In my shop I don't work off of goods coming in. The lumber is all pre-purchased and stocked in the back corner. So the two saws are placed near where the lumber is stored.


----------



## Rob_s (Sep 12, 2016)

> If you are so inclined, it could start by considering whether moving the entire shop to the east garage bay might work better. My reasons are that the north and west wall windows are obstructions limiting where tools and shop storage can be located. I suspect the west window is interfering with planning the relocation of the clamps closer to the assembly table. The other reason is that, as now figured, lumber and sheet goods must be carried to the back of the garage. I would personally prefer to have lumber storage closer to the garage doors. Although less than a perfect solution, an existing east wall storage cabinet could be set in front of a window if the shop is moved to the east bay.


I've considered this several times. There are a few issues which keep me from doing it. One is that there are two circuits, with a total of four outlets around the north and west walls (two each) while there is only a single outlet on the east wall. Additionally, the east wall is framed/drywall vs block for the other two, and the other side of the wall is a guest house. This means the framed wall will be harder to attach various things to, and any noise on the east side is heard through the wall moreso than noise on the west. Finally, there is a water heater in the NE corner that serves the guest house, and I'd like to stay clear of it.

I'd love to have the lumber storage in the SE corner though, along with the cutting tools, so that I could offload and process the lumber more easily when it comes in to the shop. I did, however, design the plywood storage cart so that it's on wheels so I can bring the cart to the truck, and I offload stick lumber by moving the assembly table out of the way and backing the truck in. I won't probably be moving around the table and saw, but even if I just back the truck in to the east bay it's still a pretty short run to get the wood to the storage and processing area in the corner.


----------



## WoodES (Oct 8, 2013)

Congrats on the saw and excellent work space.

When I laid out my shop that is a similar size, I carefully considered how I planned to use the space. As the shop was a new build I did have some flexibility. I have a single 10' garage door near one corner on the long side of the shop. From there, the work flow drove the layout. With sheet goods stored along the wall immediate adjacent to the garage door and the table saw closer to the garage door oriented with the long axis of the shop near the center. My outfeed table is 8'x8' and serves as outfeed for the table saw, assembly, table, and provides long storage for board stock in the under side center of the table. The out side of the center table houses my various tool carts that act as drawers on wheels. Essentially the work flows from full sheet or rough stock around the shop to the finish area on the wall adjacent to the garage door. The tools are all on mobile bases to allow use and storage when unused. I still have several areas to tweek (after producing some results for SWMBO), but the space is coming along nicely.

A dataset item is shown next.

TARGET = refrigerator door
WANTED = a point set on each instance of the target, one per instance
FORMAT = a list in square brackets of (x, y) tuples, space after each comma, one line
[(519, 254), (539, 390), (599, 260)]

Bottom line, think about how you will use the space for each stage of the projects you plan to make.

Keep the areas flexible to allow for changes or new tools and have fun.


----------



## Redoak49 (Dec 15, 2012)

No matter how well you plan, the shop will change. Put everything on wheels and move things as needed.

I do not break down sheet goods in my shop but use a track saw in another area or outside. I configure my shop to meet the project I am working on. If I am planning long boards, I pull the planer out from the wall, move the cabinet saw, and open a door.


----------



## rwe2156 (May 7, 2014)

First, I would reverse the direction of the TS so material comes in thru the door.

Second, I would consider putting the right side of the TS against the wall and assembly bench in the center.


----------



## Rob_s (Sep 12, 2016)

> First, I would reverse the direction of the TS so material comes in thru the door.


Material doesn't come in through the door for me because it all gets pre-purchased and stocked in the back-left corner. I can't really come up with an alternate location for the material storage that (a) gets the TS to a point where the infeed is coming from outside and (b) keeps the materials as close to the infeed as possible.

As mentioned above, ideally I'd have the material storage all along the bottom-right corner and the TS just to the left/west of that, but I can't really use that wall or that side of the space for woodworking due to the reasons outlined.


----------



## pintodeluxe (Sep 12, 2010)

I'm in favor of dedicated outfeed support and separate assembly table. I like an assembly / power tool surface to be about 38-39" high. I think a 48×56" size works pretty well.

The outfeed support can be even smaller, and still catch full sheets of plywood safely. Some of it depends on the size of your saw of course. Or you could make the outfeed table pretty compact, which would work for boards up to 6' long, and add an outfeed roller for full sheets of ply.

I just know a 4×8 table would not work in my shop. If I needed that much work surface, I would rather have two rolling carts than one big one.

Good luck on the new layout. Go with mobile bases and double-lock casters on everything, that way if you change your mind, it's easy to fix.


----------



## Rob_s (Sep 12, 2016)

The 4×8 has been an issue on some rare occasions just in terms of having to walk around it but otherwise I have more than enough room for the mass of the table and the larger size has come in handy several times. it was a product of already having the rolling pipe base and the ease of simply slapping down two 3/4' plywood sheets and some hardboard on top to get an instant table.

If I was starting from scratch though I might do two tables I could clamp together, but then the merged tables wouldn't be as easy to roll around. I was toying with splitting the outfeed table into two pieces.


----------